At Princeton School in northeast Edmonton, 16 Kindergarten students were given the gift of early education, thanks to a new full-day Kindergarten program funded by the Edmonton Oilers Community Foundation (EOCF).

“Today the Edmonton Oilers Community Foundation announced funding for full-day Kindergarten here at Princeton School,” said Natalie Minckler, EOCF Executive Director. “It’s actually the second Kindergarten program that the Oilers Foundation is funding and we couldn’t be more delighted or proud to celebrate with teachers, parents and the entire school population.”

Parents, teachers and members of the public school system were greeted by orange and blue decorations adorning the walls and hand-painted hockey sticks on Thursday morning, as they joined in a celebration of literacy at Princeton. Scattered among the speeches were two musical performances – an original piece about full-day learning, performed by the Kindergarten class, and The Hockey Song by Stompin’ Tom Connors, performed by the Grade 3 and 4 classes.

“As a father, I’ve seen the benefits of early learning and just how much children develop at this age; their learning is exponential,” said Dean Hess, Principal of Princeton School. “This contribution means our littlest kids will be able to come to Kindergarten for a full day and get some basic literacy, numeracy and social skills, and be able to have a great start for their education.”

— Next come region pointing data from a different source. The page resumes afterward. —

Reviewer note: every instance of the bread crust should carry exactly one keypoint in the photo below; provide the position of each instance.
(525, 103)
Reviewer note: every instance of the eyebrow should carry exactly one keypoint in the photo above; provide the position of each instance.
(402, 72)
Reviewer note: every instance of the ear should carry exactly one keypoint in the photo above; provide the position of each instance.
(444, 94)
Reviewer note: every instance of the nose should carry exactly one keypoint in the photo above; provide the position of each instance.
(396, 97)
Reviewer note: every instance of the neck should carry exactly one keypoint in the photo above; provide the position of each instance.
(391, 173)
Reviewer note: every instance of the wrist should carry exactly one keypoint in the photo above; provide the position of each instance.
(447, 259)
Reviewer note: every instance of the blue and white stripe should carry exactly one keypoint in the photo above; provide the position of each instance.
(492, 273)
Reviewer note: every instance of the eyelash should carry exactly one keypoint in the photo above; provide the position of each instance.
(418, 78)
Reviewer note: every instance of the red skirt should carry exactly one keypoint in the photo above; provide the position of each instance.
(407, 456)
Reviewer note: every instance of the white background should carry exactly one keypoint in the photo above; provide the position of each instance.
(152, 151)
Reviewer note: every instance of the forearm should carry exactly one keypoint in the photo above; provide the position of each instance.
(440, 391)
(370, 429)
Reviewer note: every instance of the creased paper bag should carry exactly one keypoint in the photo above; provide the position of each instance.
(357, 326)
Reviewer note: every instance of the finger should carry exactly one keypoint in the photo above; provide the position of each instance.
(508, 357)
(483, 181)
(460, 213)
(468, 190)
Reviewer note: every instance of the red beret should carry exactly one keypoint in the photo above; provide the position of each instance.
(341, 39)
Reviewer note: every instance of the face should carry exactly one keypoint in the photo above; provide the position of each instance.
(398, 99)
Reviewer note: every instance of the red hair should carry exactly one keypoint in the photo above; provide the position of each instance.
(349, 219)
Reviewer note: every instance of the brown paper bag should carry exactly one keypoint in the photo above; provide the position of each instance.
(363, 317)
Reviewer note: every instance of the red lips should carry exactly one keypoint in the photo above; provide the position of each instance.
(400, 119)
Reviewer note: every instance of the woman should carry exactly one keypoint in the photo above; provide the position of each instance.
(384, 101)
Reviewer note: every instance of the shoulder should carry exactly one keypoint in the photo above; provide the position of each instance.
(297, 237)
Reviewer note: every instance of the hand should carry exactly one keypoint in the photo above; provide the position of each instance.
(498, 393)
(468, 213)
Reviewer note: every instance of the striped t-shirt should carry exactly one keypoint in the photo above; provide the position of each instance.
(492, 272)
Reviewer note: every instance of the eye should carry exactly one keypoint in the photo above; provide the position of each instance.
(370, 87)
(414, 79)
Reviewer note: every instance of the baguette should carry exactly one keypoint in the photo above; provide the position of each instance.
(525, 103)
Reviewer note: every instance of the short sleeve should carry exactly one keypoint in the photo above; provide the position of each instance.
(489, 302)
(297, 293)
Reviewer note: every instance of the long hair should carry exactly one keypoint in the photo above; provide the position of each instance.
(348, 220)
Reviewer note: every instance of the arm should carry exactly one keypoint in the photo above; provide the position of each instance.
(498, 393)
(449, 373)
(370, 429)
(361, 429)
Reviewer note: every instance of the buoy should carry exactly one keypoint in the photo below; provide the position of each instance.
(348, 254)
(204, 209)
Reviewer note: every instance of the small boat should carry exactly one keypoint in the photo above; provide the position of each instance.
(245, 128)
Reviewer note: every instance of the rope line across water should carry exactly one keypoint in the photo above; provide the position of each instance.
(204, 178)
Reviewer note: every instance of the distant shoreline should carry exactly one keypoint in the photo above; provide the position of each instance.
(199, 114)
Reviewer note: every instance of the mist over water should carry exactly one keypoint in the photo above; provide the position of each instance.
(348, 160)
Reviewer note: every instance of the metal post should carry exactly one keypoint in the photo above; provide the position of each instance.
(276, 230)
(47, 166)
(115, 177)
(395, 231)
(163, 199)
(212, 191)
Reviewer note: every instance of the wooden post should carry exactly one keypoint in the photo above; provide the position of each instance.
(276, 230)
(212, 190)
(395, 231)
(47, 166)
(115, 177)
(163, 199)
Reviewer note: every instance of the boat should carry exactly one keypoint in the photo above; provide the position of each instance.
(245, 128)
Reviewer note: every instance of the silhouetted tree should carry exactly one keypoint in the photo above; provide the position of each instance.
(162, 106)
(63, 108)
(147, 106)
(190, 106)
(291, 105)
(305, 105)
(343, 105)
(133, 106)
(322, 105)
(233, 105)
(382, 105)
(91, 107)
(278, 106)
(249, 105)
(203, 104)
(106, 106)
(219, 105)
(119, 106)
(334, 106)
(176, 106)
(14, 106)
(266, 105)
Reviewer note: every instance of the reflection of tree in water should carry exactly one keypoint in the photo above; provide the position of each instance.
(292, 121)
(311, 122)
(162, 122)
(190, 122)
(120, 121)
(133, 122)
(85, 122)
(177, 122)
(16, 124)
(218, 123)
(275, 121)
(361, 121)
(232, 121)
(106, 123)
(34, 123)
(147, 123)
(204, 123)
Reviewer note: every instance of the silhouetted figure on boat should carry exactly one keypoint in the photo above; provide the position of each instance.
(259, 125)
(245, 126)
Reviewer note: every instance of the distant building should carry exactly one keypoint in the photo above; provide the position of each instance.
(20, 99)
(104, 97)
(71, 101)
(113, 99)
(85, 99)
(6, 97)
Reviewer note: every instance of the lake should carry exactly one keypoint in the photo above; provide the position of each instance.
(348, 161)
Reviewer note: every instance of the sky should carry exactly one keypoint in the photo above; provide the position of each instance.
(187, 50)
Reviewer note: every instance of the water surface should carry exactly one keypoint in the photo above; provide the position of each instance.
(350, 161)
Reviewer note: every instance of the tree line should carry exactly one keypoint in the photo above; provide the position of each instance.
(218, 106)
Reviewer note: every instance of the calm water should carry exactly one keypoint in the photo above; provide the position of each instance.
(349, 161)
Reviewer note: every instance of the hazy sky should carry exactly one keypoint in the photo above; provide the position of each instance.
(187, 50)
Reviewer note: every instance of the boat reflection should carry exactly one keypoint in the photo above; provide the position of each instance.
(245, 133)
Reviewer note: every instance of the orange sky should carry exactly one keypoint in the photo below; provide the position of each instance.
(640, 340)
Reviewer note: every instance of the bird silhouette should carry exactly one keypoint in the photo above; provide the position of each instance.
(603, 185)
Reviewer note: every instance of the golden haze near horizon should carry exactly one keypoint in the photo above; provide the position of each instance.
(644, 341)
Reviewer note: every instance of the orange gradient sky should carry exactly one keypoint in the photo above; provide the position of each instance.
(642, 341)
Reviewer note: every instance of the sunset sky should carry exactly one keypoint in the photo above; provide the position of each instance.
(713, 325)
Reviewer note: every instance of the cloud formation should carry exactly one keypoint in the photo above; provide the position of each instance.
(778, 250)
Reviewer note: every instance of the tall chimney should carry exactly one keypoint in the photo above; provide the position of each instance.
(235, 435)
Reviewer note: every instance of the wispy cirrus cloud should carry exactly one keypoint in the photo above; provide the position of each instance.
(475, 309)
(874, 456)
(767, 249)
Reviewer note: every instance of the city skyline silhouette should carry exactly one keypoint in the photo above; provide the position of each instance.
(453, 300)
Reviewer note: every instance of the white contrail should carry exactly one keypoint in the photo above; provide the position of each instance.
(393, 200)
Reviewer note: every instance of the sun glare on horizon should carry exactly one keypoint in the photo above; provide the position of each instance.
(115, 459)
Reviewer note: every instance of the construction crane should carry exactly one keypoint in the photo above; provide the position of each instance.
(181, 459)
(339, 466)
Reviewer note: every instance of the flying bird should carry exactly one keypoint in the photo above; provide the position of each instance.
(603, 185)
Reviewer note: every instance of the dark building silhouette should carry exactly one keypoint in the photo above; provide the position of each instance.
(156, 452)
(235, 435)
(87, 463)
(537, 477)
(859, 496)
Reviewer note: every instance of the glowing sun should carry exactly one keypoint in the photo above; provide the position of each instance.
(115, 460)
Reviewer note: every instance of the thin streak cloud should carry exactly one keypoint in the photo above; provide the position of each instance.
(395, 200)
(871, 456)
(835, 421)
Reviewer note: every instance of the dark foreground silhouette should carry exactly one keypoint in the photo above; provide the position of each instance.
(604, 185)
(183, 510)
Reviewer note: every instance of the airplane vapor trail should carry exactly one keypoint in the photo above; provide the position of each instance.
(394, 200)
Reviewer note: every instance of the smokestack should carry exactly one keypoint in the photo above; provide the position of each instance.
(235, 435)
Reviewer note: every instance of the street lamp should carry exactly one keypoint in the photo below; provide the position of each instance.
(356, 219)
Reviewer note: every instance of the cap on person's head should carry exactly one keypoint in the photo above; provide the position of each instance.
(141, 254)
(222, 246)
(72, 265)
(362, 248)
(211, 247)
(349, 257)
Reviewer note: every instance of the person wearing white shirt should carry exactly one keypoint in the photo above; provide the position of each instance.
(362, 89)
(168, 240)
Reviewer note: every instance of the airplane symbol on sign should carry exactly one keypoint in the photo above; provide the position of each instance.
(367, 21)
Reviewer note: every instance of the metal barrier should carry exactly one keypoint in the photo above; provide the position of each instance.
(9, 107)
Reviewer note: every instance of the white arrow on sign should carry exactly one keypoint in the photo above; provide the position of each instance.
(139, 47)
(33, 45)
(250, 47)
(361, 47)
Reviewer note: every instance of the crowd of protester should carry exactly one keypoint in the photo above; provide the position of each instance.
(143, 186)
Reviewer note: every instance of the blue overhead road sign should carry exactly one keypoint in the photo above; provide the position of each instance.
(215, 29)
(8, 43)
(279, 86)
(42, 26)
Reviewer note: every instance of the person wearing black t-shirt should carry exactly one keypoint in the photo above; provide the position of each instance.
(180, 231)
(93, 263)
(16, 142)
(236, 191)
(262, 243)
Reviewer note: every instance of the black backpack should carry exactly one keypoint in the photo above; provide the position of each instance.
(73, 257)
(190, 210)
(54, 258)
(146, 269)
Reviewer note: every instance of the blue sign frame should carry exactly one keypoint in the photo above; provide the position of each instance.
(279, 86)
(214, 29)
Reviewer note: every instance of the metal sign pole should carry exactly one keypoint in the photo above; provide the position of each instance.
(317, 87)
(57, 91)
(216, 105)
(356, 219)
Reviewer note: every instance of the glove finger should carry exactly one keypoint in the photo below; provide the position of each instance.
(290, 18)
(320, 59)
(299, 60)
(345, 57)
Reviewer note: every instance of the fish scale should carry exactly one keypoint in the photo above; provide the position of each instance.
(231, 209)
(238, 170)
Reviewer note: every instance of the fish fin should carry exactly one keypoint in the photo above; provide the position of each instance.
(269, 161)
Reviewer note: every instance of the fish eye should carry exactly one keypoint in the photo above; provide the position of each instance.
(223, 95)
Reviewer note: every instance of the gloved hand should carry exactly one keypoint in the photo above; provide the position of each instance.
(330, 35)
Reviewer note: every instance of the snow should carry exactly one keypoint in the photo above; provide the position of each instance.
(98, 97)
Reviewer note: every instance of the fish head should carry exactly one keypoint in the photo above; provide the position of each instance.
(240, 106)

“We know the difference full-day Kindergarten makes for children who live in socially vulnerable communities,” added Sandra Woitas, Edmonton Public Schools Foundation Director. “The investment the Oilers have made means that almost 20 of these little bean sprouts are going to have a real opportunity to get ready for life and be ready for the formal curriculum of Grade 1.”

In 2011, the Oilers Foundation funded their first full-day Kindergarten program at Lauderdale School.

“We’ve seen the success of the young learners that attended full-day Kindergarten there,” said Minckler. “Their speech has improved, their learning has improved and their parents have been able to get full-time jobs to support their families.”

Lauderdale Kindergarten teacher Terry Odegard was thrilled to hear about the new program at Princeton, as she knows what full-day Kindergarten means for the future of these young learners.

“The literacy levels have just taken off, the kids are soaring. They went to Grade 1 and now they’re in Grade 2 and they’re just so ready to be in school and to stay all day.”

Whether it’s learning to count, write their names or how to interact and problem-solve with other students throughout the day, full-day Kindergarten students are being set up for successful life-long learning in their future.